Key Engineering Decisions

1. Content-Hash-Based Caching (`st.cache_data`)

The most expensive operation in this system is the embedding API call. The get_cached_embeddings() function is decorated with @st.cache_data, and critically, it caches on file bytes content — not the filename. This means:

Re-uploading a file with the same name but different content correctly triggers a fresh API call.
Uploading the same file under a different filename is still served from cache.
The cache persists across Streamlit reruns within the same deployment, drastically reducing API costs in multi-user or repeated-upload scenarios.

A temporary EnterpriseRAG instance is used inside the cached function to isolate the embedding step from the global FAISS index, ensuring the cache returns only pure data (chunks, embeddings) without side effects.

2. FAISS Index & Session State Persistence

The EnterpriseRAG engine is instantiated once and stored in st.session_state.rag_engine. This architectural choice ensures that the FAISS index, which is held entirely in memory, is not destroyed and rebuilt on every Streamlit UI interaction or rerun. The chat history and document ingestion flag are similarly persisted in session state, enabling multi-turn conversational continuity without re-processing.

3. Duplicate Document Guard

A st.session_state.processed_files set tracks filenames of all successfully ingested documents. Before processing any uploaded file, the application checks this set and skips files that have already been embedded and added to the FAISS index. This prevents vector duplication — a scenario where the same document is indexed twice, which would cause it to appear twice in retrieval results and artificially inflate its influence on generated answers.

4. Graceful Rate-Limit Handling (429 Errors)

All API-calling code paths — both the ingestion pipeline and the generation step — are wrapped in try/except blocks that specifically detect 429 status codes. Rather than surfacing a raw exception, the UI presents a clear, user-friendly message distinguishing quota exhaustion from unexpected system failures, which is essential for a deployed, multi-user application.

5. `IndexFlatL2` for Exact Retrieval Precision

FAISS offers both exact and approximate nearest-neighbour search indices. This system deliberately uses IndexFlatL2 — an exact L2 search — rather than an approximate index such as IndexIVFFlat.

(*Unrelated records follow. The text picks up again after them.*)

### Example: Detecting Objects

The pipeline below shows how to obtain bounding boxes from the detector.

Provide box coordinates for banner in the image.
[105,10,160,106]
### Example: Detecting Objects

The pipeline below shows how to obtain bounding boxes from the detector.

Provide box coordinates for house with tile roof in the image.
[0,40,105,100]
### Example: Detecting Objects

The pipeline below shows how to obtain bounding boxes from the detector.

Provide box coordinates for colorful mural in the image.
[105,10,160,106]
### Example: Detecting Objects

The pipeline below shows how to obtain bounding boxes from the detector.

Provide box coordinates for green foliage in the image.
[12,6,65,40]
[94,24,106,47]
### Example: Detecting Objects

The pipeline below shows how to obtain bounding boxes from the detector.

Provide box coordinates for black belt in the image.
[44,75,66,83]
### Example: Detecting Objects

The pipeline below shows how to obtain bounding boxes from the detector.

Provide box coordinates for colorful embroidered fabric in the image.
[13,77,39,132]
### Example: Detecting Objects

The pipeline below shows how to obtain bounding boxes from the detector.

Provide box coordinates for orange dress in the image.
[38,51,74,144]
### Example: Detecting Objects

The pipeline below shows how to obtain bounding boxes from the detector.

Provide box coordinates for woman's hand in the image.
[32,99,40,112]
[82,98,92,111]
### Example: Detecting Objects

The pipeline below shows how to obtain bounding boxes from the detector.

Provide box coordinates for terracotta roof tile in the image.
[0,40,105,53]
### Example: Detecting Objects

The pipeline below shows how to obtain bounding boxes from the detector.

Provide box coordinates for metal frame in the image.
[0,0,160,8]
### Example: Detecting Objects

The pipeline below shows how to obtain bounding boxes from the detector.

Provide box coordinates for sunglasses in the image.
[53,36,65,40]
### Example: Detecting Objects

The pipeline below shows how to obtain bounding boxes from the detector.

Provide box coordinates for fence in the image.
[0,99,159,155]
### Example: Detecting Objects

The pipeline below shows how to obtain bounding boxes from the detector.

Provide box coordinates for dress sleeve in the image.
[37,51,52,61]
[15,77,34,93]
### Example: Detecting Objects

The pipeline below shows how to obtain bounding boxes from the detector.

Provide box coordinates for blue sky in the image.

For an enterprise Q&A system where retrieval accuracy is paramount (a missed or wrong chunk directly degrades answer quality), exact search is the correct tradeoff at the document scales typical of enterprise knowledge bases.

UI & Design System

The interface is built with an Enterprise-First aesthetic using a two-layer styling system: Streamlit's native TOML theming for global configuration, and a custom CSS file for component-level overrides.

Theme Configuration (`.streamlit/config.toml`)

Property	Value	Purpose
`base`	`light`	Light mode foundation
`primaryColor`	`#0A5C36`	Enterprise green — buttons, sliders, active elements
`backgroundColor`	`#FFFFFF`	Main content area
`secondaryBackgroundColor`	`#F4F6F8`	Sidebar and secondary surfaces
`textColor`	`#1E293B`	High-contrast dark slate for readability
`font`	`sans serif`	Clean, professional typeface
`enableStaticServing`	`true`	Enables CSS injection from the `static/` directory

Chat Message Differentiation (`static/style.css`)

Visual distinction between conversational roles is enforced through left-border colour coding on a shared card treatment:

User messages: border-left: 4px solid #0A5C36 (enterprise green) on a #F8FAFC background
Assistant messages: border-left: 4px solid #1E88E5 (professional blue) on white

Both message types share a unified card treatment — border-radius: 10px, subtle box-shadow, and a 1px solid #E2E8F0 border — maintaining visual hierarchy without distraction.

System Diagnostics Panel

A dedicated sidebar section provides real-time observability into the RAG engine's state:

Total Vectors in FAISS: Live count sourced directly from index.ntotal, indicating the current depth and breadth of the active knowledge base.
Active LLM: Displays the exact model identifier powering response generation.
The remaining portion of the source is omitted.